The paper primarily contributes to the field of protein engineering by exploring various strategies for steering generative models with fitness data. The authors conduct a comprehensive evaluation of methods such as classifier guidance and posterior sampling, integrating them with discrete diffusion models for protein sequences. Key contributions include:

  1. Framework Development: Establishes a general framework called Steered Generation for Protein Optimization (SGPO), providing a cohesive structure for integrating experimental fitness data with generative models.
  2. Adaptive Optimization Integration: Introduces adaptive optimization techniques, akin to Bayesian optimization, that use uncertainty-aware exploration to improve sequence selection and enhance model guidance effectiveness.
  3. Evaluative Insights: Offers an extensive evaluation of different design choices and guidance strategies within the SGPO framework, highlighting the conditions under which each strategy performs best.

Methods and Evaluation

The paper contrasts different generative models and methods for guiding them with labeled data. It compares discrete diffusion models using various transition matrices, like those involving uniform noise and masking, to guide sequence generation effectively. The results indicate that classifier guidance and posterior sampling (e.g., decoupled annealing posterior sampling) offer potent strategies for enhancing protein variant generation, even with limited labeled data.

The evaluation was conducted using datasets for proteins such as TrpB and CreiLOV, employing thousands of sequence-fitness pairs for training predictive models. Importantly, the paper implements a plug-and-play approach, achieving guidance without the need for extensive model retraining, thus reducing computational overhead.

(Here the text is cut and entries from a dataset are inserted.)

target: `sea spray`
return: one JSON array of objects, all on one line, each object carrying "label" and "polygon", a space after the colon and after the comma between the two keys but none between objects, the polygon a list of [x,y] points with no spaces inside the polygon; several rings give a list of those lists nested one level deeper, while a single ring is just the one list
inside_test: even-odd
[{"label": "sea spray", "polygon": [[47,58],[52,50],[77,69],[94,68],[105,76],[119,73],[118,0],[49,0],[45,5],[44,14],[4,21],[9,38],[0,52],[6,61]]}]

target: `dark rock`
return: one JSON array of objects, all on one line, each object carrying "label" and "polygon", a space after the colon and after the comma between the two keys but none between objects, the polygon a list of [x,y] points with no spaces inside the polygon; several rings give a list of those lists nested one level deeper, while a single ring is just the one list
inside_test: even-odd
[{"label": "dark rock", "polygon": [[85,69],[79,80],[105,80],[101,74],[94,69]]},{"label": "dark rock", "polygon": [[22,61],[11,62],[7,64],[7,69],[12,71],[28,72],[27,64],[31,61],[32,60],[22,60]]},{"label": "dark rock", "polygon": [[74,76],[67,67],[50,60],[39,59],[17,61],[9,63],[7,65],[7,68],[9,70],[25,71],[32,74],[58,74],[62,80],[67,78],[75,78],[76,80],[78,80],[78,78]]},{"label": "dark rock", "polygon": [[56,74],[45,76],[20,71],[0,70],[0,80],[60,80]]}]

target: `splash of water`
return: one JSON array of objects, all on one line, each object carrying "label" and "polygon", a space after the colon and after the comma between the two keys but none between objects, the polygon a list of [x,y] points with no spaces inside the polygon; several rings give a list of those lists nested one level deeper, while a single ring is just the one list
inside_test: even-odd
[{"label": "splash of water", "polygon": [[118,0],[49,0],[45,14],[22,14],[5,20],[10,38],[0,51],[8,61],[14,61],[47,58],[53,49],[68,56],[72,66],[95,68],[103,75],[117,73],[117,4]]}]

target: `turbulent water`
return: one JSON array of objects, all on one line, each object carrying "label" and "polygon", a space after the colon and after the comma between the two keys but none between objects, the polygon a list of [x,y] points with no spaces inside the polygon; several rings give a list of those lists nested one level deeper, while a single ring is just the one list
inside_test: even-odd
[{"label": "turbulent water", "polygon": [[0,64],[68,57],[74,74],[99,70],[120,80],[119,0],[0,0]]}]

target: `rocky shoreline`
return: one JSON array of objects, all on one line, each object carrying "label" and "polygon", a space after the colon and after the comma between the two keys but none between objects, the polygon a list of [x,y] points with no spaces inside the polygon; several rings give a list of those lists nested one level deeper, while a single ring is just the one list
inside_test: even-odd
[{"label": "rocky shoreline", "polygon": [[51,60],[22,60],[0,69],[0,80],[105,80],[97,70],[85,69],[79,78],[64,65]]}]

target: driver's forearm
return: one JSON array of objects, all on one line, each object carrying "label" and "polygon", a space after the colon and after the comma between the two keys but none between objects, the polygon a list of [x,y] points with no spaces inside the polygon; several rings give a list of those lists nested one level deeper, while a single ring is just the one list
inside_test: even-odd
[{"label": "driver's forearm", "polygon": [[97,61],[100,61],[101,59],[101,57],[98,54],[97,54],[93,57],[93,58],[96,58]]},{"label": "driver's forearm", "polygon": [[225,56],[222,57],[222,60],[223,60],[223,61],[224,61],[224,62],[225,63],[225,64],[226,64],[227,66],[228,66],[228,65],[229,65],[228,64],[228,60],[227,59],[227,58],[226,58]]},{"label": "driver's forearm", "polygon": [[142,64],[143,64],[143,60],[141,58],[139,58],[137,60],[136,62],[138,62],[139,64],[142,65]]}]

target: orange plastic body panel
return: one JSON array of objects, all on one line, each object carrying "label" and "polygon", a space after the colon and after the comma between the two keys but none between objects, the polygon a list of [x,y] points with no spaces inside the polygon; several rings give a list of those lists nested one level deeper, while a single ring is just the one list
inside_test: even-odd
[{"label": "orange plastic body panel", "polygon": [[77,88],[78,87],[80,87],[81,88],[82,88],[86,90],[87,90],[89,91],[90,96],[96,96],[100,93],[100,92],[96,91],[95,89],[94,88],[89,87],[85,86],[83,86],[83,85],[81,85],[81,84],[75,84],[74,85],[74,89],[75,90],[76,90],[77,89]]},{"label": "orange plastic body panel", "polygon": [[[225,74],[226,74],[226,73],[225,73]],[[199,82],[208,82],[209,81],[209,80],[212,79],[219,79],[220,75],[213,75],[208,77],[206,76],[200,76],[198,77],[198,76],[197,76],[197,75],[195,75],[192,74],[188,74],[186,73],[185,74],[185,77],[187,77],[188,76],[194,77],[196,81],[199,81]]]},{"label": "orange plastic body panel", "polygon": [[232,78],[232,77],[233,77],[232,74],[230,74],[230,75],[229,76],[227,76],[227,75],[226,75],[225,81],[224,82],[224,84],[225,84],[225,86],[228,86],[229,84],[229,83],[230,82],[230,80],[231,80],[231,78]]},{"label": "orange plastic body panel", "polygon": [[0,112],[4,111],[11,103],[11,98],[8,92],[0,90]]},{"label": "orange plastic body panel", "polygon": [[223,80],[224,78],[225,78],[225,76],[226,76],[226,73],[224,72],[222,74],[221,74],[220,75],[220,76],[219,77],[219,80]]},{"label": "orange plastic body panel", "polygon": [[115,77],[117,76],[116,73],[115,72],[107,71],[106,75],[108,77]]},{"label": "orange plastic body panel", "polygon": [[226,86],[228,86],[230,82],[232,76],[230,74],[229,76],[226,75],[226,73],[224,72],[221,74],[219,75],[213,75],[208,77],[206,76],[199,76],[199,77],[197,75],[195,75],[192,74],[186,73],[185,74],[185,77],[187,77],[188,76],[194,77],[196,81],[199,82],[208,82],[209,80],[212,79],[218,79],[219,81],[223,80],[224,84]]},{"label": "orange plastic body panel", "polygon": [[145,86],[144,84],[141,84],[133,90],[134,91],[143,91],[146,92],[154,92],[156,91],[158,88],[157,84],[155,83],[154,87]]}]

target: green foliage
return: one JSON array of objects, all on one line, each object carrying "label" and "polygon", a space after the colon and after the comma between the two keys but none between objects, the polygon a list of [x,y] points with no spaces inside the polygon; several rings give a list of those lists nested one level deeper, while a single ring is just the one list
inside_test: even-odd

Implications and Future Directions

Practically, this research paves the way for more efficient protein engineering by marrying machine learning with experimental feedback, optimizing for specific protein attributes with fewer iterations. Theoretically, it suggests promising avenues for further paper on the integration of generative models with experimental data beyond protein engineering, potentially applicable to other complex biological systems.

Moving forward, further refinement of guidance strategies, especially those that can incorporate more complex fitness landscapes or multi-objective optimization scenarios, could broaden the applicability and efficiency of these models. The paper also highlights emerging interests in adapting these methodologies for broader applications in molecular design and potentially drug discovery.

In conclusion, this paper significantly propels the field of protein design by illustrating how advanced AI techniques can be integrated with experimental data to efficiently explore and exploit the vast protein sequence landscape, pushing the boundaries of what's possible in protein fitness optimization.